On 02/07/2014 15:06, Mark H. Wood wrote:
On Wed, Jul 02, 2014 at 11:49:36AM +0100, Paul Taylor wrote:
I have a simple WAR based web application that uses Lucene created
indexes to provide search results in a xml format.

Especially given the following context:

and supplementary question how do I modify my pom file to do this
with maven

I was under the impression that Paul was building a separate
application using Lucene during the build stage to create the
indexes, but then using an application - specific mechanism to use
those indexes.

That's what I thought, too.
Yes correct, let me explain it a bit further. I'm trying to deploy an
application that serves results from a lucene index in response to user
requests. Deploying it manually to my own server is fine, first of all I
just copy the index files to a location on the disk, then I deploy my
application, and within its web.xml I have a servlet parameter that
defines where the indexes are, so within the servlets init() method i
initilize the indexes. The problem is that I'm trying to deploy my
application to Amazon Web Services using autoscaled Elastic Beanstalk,
this means that the application has to be able to be initilized and
created based on what is in the war because Elastic Beanstalk will
automatically start new servers as required due to load and terminate
those instances when not required.
So it sounds like this index is static, produced somewhere else and
only consulted read-only by 1..N instances of your webapp.
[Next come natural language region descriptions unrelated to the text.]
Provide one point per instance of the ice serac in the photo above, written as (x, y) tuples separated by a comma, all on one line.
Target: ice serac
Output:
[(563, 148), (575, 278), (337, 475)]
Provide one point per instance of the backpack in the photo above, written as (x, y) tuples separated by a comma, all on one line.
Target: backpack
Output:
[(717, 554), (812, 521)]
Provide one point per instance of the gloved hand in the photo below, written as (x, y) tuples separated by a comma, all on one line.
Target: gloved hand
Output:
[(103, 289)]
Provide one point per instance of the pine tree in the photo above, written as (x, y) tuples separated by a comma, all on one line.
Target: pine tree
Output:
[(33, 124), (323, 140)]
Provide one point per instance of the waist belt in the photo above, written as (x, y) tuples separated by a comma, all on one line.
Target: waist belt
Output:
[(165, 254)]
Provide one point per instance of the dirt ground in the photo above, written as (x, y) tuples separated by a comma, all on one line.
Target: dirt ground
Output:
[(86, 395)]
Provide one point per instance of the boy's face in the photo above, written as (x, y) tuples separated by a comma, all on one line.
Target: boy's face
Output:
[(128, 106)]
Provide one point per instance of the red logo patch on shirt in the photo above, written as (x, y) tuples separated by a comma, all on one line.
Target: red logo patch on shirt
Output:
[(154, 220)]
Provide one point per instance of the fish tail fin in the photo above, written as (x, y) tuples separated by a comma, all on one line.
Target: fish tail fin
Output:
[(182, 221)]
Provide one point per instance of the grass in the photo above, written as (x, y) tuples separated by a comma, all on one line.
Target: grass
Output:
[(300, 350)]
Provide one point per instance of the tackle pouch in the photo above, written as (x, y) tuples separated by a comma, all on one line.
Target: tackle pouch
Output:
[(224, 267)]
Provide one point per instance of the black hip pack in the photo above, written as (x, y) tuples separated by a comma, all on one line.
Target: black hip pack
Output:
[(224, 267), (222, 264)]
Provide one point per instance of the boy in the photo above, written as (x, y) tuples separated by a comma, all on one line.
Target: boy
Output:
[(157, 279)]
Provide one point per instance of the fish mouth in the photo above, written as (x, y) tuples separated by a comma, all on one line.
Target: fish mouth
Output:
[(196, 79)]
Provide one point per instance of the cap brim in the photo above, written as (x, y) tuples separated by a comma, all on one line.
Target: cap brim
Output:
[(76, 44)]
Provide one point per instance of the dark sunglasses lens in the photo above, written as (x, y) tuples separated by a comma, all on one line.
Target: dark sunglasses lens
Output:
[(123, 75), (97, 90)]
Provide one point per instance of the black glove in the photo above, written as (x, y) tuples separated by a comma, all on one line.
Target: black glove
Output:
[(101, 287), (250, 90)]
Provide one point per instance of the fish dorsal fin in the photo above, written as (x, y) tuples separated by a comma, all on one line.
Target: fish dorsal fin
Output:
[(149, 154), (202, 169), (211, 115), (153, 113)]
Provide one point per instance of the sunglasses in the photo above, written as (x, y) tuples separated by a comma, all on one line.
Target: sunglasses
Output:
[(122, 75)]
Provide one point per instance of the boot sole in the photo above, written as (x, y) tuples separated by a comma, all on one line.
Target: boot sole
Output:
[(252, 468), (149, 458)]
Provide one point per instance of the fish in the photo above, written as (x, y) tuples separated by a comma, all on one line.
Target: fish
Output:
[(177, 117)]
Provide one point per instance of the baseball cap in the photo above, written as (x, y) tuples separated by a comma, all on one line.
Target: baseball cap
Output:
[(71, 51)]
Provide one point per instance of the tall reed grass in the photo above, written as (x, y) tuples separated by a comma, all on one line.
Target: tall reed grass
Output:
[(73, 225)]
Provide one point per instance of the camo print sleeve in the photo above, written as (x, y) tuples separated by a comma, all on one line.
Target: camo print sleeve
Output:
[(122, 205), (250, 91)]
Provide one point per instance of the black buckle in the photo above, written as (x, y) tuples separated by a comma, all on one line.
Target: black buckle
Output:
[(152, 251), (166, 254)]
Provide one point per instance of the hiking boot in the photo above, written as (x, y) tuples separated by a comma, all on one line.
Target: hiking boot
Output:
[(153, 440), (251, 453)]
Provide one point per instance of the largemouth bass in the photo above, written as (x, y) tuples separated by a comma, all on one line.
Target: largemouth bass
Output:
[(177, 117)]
Could you not just plop one uncompressed copy of the index into an EBS
snapshot in an S3 bucket, and map the snapshot to each EB instance?
Then just provide environmental information to the webapp as to where
it should find the index.  Your huge index doesn't have to live in the
WAR then.

I have *very* little experience with AWS, so it's quite possible I'm
missing something.
It is read only, but each instance of lucene would need its own copy of the index, Lucene does special low level io with the index using memory mapping and the files do need to reside locally for acceptable performance. So the index doesnot have to exist in the WAR but it does need to exist on the EC2 instance (server).